La Tremenda Empresa de Soledad
La terrible entreprise de solitude
L’idée de la TES m’est venue peu après une conversation avec une connaissance. On tentait de traduire le mot «grand» à l’espagnol. Il m’a proposé «tremendo». Bien sûr, c’est juste, mais c’est plus, c’est trop. «Tremendo» c’est aussi le tonnerre, c’est le bruit et la peur, c’est la grandeur qui nous effraie, qui nous rapetisse devant la nature. Alors m’est venue cette idée simple, une idée en forme de slogan : La Tremenda Empresa de Soledad. Par ce titre, par le non-sens d’une entreprise de solitude, c’est l’ensemble de la société que je nomme. Ce titre vint nommer le «brainworm» tenace qui s’était déjà introduit de façon anonyme, une idée à laquelle il manquait la vérité du nom, la poésie et le verbe.

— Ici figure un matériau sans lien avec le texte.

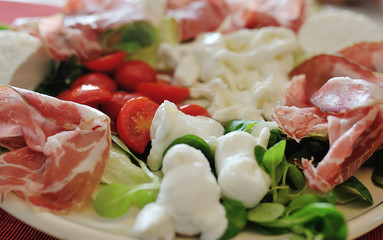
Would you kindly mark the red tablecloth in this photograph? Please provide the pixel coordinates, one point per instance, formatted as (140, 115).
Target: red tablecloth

Dans cette idée, il y a la solitude de la création, celle du créateur, seul dans son atelier, en train d’inventer des histoires, de créer des images, d’élaborer du sens en raboutant d’autres parcelles de sens. Puis il y a l’autre solitude, celle de l’individualisme. Celle de l’homme qui invente le monde autour de lui. Celle qui provient de ce que Lipovetzky va appeler le «procès de personnalisation» : une quête en avant de l’homme pour devenir le centre de l’univers. Une quête qui commence chez les princes de la Renaissance par un désir d’émancipation par la connaissance et qui ultimement transformera l’être humain dans les plus obscurs recoins (Foucault). Ces hommes, pour assouvir leurs desseins, vont développer les arts, les sciences, la philosophie, et vont ouvrir à l’humanité entière les portes du savoir. La rationalisation qui gagne l’occident (Habermas), le besoin de libertés individuelles poussé par le commerce, l’industrialisation qui viendra bouleverser l’humanité, c’est l’héritage de ces pionniers qui, au 16e siècle, ont imaginé un monde où l’homme trône au centre, seul. Aujourd’hui, à l’ère de l’information, à l’époque de la communication, jamais l’humanisme n’a autant ressemblé à l’individualisme. C’est cet individualisme contradictoire, héritier de la modernité et de l’humanisme, que j’essaie de cerner dans ce corpus de peintures, mais aussi le rôle contradictoire de la peinture dans ses multiples avatars au cours des siècles.